Il buco nero del governo è il conservatorismo trasformato in muro contro innovazione e concorrenza, ha scritto Claudio Cerasa, direttore del Foglio. Ma è solo una delle tante critiche. In generale l’accusa è di immobilismo che si aggiunge a quella della totale mancanza di rispetto delle promesse elettorali e alla mancata risposta alle difficoltà degli italiani. Eppure la fiducia in Giorgia Meloni non è scalfita.m
Sul perché oggo Marco Gervasoni, da una risposta su Huffingtonpost. In estrema sintesi, lo storico sostiene che Giorgia Meloni incarna una destra fondata sulla retorica, sull’immobilismo, sulla furbizia spicciola, sull’individualismo della “roba”, dell’anti-antifascismo, totalmente estranea ai concetti di diritto e libertà. E gli italiani, in buona maggioranza, sono esattamente così. E, viene da dire: Gervasoni ha ragione.

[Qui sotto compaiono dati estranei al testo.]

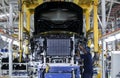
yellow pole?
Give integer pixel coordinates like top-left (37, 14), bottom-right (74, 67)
top-left (73, 0), bottom-right (79, 4)
top-left (37, 0), bottom-right (43, 4)
top-left (85, 10), bottom-right (92, 47)
top-left (85, 10), bottom-right (90, 32)
top-left (19, 8), bottom-right (23, 62)
top-left (26, 10), bottom-right (31, 34)
top-left (93, 0), bottom-right (98, 52)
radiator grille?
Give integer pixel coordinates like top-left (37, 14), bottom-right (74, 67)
top-left (47, 39), bottom-right (71, 56)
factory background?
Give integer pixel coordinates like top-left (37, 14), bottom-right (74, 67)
top-left (0, 0), bottom-right (120, 78)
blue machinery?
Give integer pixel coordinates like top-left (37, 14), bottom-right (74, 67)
top-left (30, 2), bottom-right (93, 78)
top-left (38, 66), bottom-right (80, 78)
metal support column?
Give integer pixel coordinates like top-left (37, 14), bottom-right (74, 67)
top-left (19, 0), bottom-right (23, 62)
top-left (8, 3), bottom-right (13, 77)
top-left (85, 10), bottom-right (92, 47)
top-left (9, 41), bottom-right (13, 78)
top-left (25, 10), bottom-right (31, 55)
top-left (93, 0), bottom-right (98, 52)
top-left (101, 0), bottom-right (106, 35)
top-left (101, 0), bottom-right (106, 78)
top-left (85, 10), bottom-right (90, 32)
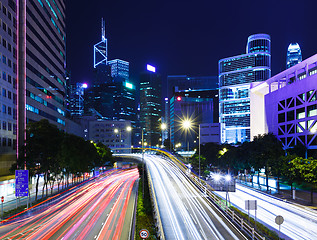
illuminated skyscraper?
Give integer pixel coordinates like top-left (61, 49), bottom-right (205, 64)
top-left (286, 43), bottom-right (302, 69)
top-left (140, 65), bottom-right (162, 146)
top-left (0, 0), bottom-right (18, 171)
top-left (219, 34), bottom-right (271, 143)
top-left (108, 59), bottom-right (129, 80)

Però il problema esiste. Se Orsini, presidente di Confindustria, parla di “crescita anemica” non si può far finta di niente. Come non deve passare inosservato un altro dato fornito dall’Ufficio Studi di Confindustria: senza il Pnrr l’Italia sarebbe in recessione. E, dopo tre anni di governo e altrettante leggi di bilancio, non si possono scaricare le colpe sulle gestioni precedenti.

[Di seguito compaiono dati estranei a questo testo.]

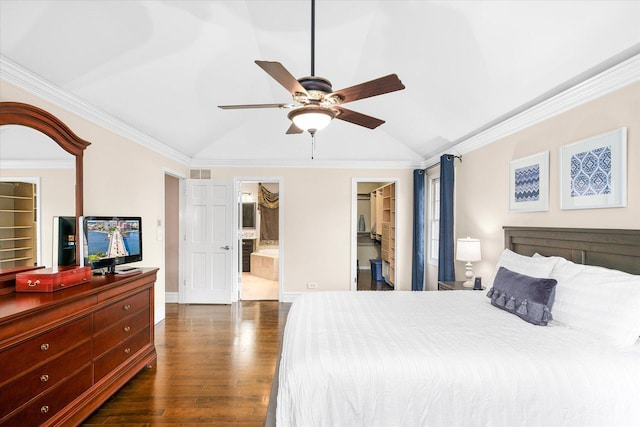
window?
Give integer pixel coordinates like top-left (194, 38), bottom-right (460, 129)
top-left (427, 175), bottom-right (440, 265)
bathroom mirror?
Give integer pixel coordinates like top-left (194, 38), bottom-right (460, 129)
top-left (0, 102), bottom-right (90, 272)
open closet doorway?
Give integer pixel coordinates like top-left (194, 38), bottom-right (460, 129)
top-left (236, 179), bottom-right (282, 301)
top-left (351, 178), bottom-right (398, 291)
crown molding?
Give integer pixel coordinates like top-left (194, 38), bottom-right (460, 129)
top-left (0, 55), bottom-right (191, 165)
top-left (0, 159), bottom-right (76, 170)
top-left (425, 50), bottom-right (640, 166)
top-left (0, 44), bottom-right (640, 169)
top-left (189, 159), bottom-right (424, 169)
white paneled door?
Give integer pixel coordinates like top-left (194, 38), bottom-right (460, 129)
top-left (180, 179), bottom-right (234, 304)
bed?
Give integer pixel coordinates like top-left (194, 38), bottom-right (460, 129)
top-left (267, 227), bottom-right (640, 427)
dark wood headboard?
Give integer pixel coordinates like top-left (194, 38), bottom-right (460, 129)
top-left (503, 226), bottom-right (640, 274)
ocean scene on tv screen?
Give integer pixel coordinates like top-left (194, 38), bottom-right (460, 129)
top-left (87, 220), bottom-right (140, 262)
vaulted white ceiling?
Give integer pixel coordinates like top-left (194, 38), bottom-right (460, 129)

La sensazione è che fino ad ora si sia pensato solo a far quadrare i conti per tenere calmi i mercati finanziari. Premesso che la gestione oculata del bilancio è un pregio, ma da sola non può bastare. Assieme ai conti in regola serve una strategia. Quella visione di prospettiva che è fondamentale quando si governa. Soprattutto quando si dispone, cosa rara per l’Italia, di una maggioranza fortissima. Invece andare avanti a colpi di retorica, immobilismo e furbizia spicciola aiuta a consolidare i propri voti, non un Paese che ha un eccessivo bisogno di cambiare volto attraverso una politica di sviluppo che porti a una crescita non più anemica.